Differences due to type I/II/III sums
The order is not important for the summary of the linear model (which is based on t-tests that don't change). You can see this in your output which is the same.
However when you do an ANOVA then you might get different results depending on the order (this happens for type I sums)
> anova(lm(a~c+b+d))
Analysis of Variance Table
Response: a
Df Sum Sq Mean Sq F value Pr(>F)
c 1 82067 82067 3412.9019 < 2.2e-16 ***
b 1 494 494 20.5397 1.683e-05 ***
d 1 77 77 3.1872 0.07738 .
Residuals 96 2308 24
---
Signif. codes: 0 ‘***’ 0.001 ‘**’ 0.01 ‘*’ 0.05 ‘.’ 0.1 ‘ ’ 1
> anova(lm(a~b+c+d))
Analysis of Variance Table
Response: a
Df Sum Sq Mean Sq F value Pr(>F)
b 1 82146 82146 3416.2075 < 2.2e-16 ***
c 1 414 414 17.2341 7.155e-05 ***
d 1 77 77 3.1872 0.07738 .
Residuals 96 2308 24
---
Signif. codes: 0 ‘***’ 0.001 ‘**’ 0.01 ‘*’ 0.05 ‘.’ 0.1 ‘ ’ 1
>
Note the different p-values for the factors b and c.
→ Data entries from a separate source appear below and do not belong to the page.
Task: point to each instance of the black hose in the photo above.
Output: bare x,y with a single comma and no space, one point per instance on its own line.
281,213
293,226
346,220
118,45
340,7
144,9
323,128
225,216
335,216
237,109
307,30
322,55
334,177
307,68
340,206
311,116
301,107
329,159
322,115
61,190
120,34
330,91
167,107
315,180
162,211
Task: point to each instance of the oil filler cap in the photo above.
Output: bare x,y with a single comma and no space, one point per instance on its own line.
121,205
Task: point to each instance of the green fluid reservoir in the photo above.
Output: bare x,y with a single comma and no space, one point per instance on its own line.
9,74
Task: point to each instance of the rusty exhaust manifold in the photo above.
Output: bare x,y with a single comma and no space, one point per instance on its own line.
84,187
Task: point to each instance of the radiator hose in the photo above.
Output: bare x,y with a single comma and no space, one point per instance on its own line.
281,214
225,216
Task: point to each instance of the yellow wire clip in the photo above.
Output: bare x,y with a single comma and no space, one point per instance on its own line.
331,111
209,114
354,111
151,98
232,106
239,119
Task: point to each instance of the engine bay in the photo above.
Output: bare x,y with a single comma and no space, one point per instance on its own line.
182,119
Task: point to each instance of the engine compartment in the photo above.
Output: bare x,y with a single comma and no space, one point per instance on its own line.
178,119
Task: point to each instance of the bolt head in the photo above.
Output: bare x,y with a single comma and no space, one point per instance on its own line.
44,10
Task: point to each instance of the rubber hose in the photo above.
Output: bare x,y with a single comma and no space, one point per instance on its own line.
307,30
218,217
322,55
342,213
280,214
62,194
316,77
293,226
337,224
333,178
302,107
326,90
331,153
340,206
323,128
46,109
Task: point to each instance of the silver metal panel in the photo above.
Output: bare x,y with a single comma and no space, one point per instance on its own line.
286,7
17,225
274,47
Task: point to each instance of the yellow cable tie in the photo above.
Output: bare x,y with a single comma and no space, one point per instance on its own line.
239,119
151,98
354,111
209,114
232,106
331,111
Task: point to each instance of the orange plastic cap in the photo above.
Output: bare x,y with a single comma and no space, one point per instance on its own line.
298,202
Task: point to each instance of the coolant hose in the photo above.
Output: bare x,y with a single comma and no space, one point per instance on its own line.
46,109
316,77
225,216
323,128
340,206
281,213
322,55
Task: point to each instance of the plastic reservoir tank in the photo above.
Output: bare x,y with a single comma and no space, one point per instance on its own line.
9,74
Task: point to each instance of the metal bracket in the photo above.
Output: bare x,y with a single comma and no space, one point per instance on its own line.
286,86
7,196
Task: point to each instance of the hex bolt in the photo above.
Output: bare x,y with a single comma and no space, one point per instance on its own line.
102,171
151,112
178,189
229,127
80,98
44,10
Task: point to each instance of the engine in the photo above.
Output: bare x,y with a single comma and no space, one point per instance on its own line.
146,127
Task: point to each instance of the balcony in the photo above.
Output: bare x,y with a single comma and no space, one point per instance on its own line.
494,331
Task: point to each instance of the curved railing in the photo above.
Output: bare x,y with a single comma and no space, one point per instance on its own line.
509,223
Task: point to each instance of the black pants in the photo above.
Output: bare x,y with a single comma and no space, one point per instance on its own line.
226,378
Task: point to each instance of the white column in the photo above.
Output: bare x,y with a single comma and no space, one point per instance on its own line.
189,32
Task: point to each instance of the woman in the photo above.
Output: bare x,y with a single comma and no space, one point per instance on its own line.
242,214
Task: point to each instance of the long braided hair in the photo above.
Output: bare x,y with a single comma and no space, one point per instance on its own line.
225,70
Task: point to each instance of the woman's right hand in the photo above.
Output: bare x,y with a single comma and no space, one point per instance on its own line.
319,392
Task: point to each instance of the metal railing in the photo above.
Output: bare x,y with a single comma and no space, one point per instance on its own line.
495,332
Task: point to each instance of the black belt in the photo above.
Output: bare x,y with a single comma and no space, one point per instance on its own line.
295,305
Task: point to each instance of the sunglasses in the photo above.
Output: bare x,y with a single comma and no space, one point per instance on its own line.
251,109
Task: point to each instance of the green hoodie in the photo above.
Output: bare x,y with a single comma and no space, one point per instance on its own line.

The reason is that ANOVA is a comparison of models and there are different ways to interpret this comparison (see type I/II/III sums).
The standard anova function is performing the models in a cascading way, dropping terms one by one starting from the back. Those are type I sums
It goes a bit like this (but slightly different F-scores because the degrees of freedom are computed differently)
anova(lm(a~1+b+c), lm(a~1+b+c+d)) # testing the effect of d
anova(lm(a~1+b ), lm(a~1+b+c )) # testing the effect of c
anova(lm(a~1 ), lm(a~1+b )) # testing the effect of b
The t-scores and the related p-values (from the summary of the lm
function) relate to the F-test/ANOVA in the case of type III sums, which is dropping terms relative to the full model (and that is why the order doesn't matter for the t-test)
anova(lm(a~1+b+c), lm(a~1+b+c+d)) # testing the effect of d
anova(lm(a~1+b+d), lm(a~1+b+c+d)) # testing the effect of c
anova(lm(a~1+c+d), lm(a~1+b+c+d)) # testing the effect of b
This can also be done with the drop1
function
> drop1(lm(a~b+c+d), test = "F")
Single term deletions
Model:
a ~ b + c + d
Df Sum of Sq RSS AIC F value Pr(>F)
<none> 2308.4 321.92
b 1 232.725 2541.2 329.52 9.6783 0.002456 **
c 1 147.721 2456.2 326.12 6.1433 0.014937 *
d 1 76.639 2385.1 323.18 3.1872 0.077377 .
---
Signif. codes: 0 ‘***’ 0.001 ‘**’ 0.01 ‘*’ 0.05 ‘.’ 0.1 ‘ ’ 1
Differences due to the position of the intercept
In the referenced question the reason for the impact of the order is due to the position of the intercept. In that question, the intercept is explicitly excluded from the model, but indirectly it is still part of the model because the categorical variables often add up to one. In that case, the intercept is placed for whichever variable and factor level is first in the order.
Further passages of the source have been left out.